FastPatch

CoreOS is reliably updated via a continous stream of updates

Our Update Philosophy

We believe that frequent, reliable updates are critical to good security. Unfortunately, existing configuration management tools often encounter inconsistent state from machine to machine within a large cluster. This makes running an update on large production deployments even more complex.

CoreOS minimizes the complexity of an update by compartmentalizing each entity that normally needs to be updated: the operating system, application code, and simple configuration values.

Operating System

CoreOS updates are consistent through our use of FastPatch, an active-passive root partition scheme. We update the entire OS as a single unit, instead of package by package.

All CoreOS machines have access to the public Update Service to receive timely updates as soon as they are available. The CoreOS Engineering team manages this service, including the promotion of versions from channel to channel as well as how quickly each update is released. These updates will always be available to all users, regardless of their status as CoreOS customers.

Your engineering team can select specific release channels to deploy and control how your clusters apply updates with update strategies.

Managed Linux customers have access to an additional tool, CoreUpdate, a hosted dashboard that allows for full control over access and downloading of updates. CoreUpdate allows you to create custom channels in addition to the default channels and configure your own roll-out rates.

Read more about CoreUpdate
CoreUpdate screenshot showing a rolling update in progress.

Application Code

By deploying and running your code in containers, each application is packaged with all of its dependencies. This eliminates dependency conflicts and extensive test cases. Containers can be shipped from dev → test → production and will be bit for bit identical in either environment.

Container isolation means you can update each application independently of each other with ease. Even the most poorly coded application can't harm another running on the same machine.

Read more about docker + CoreOS

Configuration Values

Distributed platforms contain hundreds of configuration values.

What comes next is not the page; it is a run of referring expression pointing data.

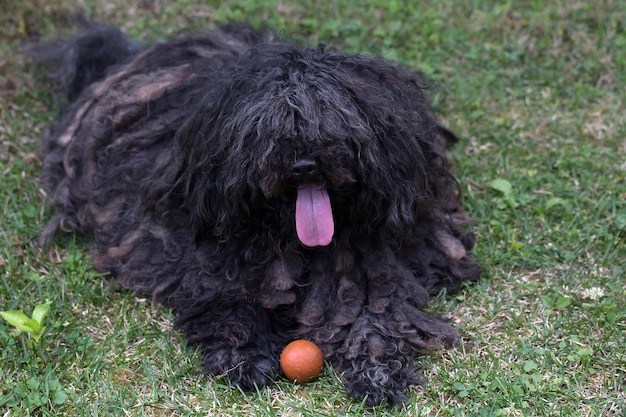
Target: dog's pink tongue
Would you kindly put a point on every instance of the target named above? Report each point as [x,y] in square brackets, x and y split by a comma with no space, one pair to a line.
[314,216]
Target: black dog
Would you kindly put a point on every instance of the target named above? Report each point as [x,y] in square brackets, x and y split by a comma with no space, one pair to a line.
[266,192]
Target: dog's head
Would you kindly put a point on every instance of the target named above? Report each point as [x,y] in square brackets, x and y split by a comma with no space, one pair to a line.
[319,139]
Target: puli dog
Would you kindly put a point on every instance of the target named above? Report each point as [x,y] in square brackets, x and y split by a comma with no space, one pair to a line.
[266,192]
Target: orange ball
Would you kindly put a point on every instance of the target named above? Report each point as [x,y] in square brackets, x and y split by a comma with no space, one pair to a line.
[301,361]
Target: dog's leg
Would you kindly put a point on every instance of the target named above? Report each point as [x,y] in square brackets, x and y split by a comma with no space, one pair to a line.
[236,338]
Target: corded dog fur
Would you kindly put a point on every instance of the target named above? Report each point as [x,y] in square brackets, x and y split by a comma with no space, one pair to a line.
[265,192]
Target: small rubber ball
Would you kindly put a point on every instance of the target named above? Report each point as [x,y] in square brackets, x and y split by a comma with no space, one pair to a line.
[301,361]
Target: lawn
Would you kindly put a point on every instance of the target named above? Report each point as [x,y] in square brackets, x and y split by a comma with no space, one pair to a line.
[536,89]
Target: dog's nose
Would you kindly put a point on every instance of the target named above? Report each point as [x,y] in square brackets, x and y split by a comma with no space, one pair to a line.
[305,170]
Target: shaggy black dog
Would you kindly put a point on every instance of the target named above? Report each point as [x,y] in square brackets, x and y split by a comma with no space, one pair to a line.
[266,192]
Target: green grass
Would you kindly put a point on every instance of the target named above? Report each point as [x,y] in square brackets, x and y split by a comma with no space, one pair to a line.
[535,88]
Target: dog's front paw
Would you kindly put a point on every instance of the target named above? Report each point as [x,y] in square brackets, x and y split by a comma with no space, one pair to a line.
[245,368]
[378,383]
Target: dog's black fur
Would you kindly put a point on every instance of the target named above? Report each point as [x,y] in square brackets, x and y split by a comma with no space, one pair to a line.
[183,160]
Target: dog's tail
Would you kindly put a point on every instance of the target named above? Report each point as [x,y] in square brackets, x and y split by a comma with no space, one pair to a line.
[77,62]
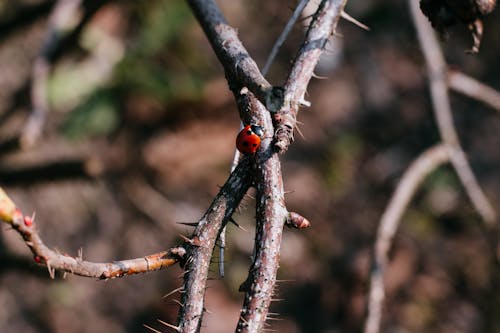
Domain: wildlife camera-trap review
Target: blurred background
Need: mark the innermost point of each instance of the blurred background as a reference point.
(141, 132)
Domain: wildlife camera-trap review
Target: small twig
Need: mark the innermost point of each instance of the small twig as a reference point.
(320, 29)
(472, 88)
(271, 215)
(441, 105)
(54, 260)
(238, 65)
(425, 164)
(351, 19)
(86, 168)
(284, 34)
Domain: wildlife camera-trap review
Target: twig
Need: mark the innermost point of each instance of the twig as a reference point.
(26, 227)
(436, 66)
(86, 168)
(62, 16)
(202, 242)
(238, 65)
(222, 235)
(321, 28)
(472, 88)
(284, 34)
(425, 164)
(271, 215)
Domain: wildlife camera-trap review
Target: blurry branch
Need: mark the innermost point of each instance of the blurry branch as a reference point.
(284, 34)
(225, 202)
(448, 150)
(425, 164)
(436, 66)
(26, 14)
(472, 88)
(201, 245)
(238, 65)
(50, 171)
(64, 16)
(320, 29)
(54, 260)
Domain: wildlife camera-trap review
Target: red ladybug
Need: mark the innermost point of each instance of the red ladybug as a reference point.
(248, 140)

Every cache setting, database address, firewall rule and rate-limit needs to be stored somewhere. Traditionally you update these values via Chef or Puppet. But, you can't audit the state of hundreds of machines before you execute your single config change. What if you triggered a library upgrade on a machine that was missed on the last run?

To solve this problem, CoreOS provides distributed configuration with etcd. A single config value can be changed atomically, and only applications that are listening for that change will be affected. Each application can decide how to react to a value changing, and that logic can be updated independently of other applications.

Read more about etcd + CoreOS

How Operating System Updates Work

CoreOS updates employ a dual-partion scheme that operates differently than most Linux distributions. Instead of updating a single package at a time, CoreOS downloads an entirely new root filesystem and installs it to the passive partition. After the next reboot, CoreOS will be running the latest version.

The dual-partition scheme has many benefits over an in-place upgrade:

  • Safe Roll Back
    The previous, known-to-be-stable version of the operating system is still on the first partition. CoreOS has a built-in failsafe to revert to this partition if an upgrade results in an unstable state. This process can also be executed manually.
  • Signed and Verified
    Each boot partition is read-only, which makes it easy to verify that each download is complete and hasn't been modified in transit.
  • Extremely Fast Execution
    CoreOS boots extremely fast due to its small size. Executing an update requires a reboot which takes just a few seconds, meaning less interruption for your applications. Platforms that support kexec can skip the bootloader process, decreasing reboot time further.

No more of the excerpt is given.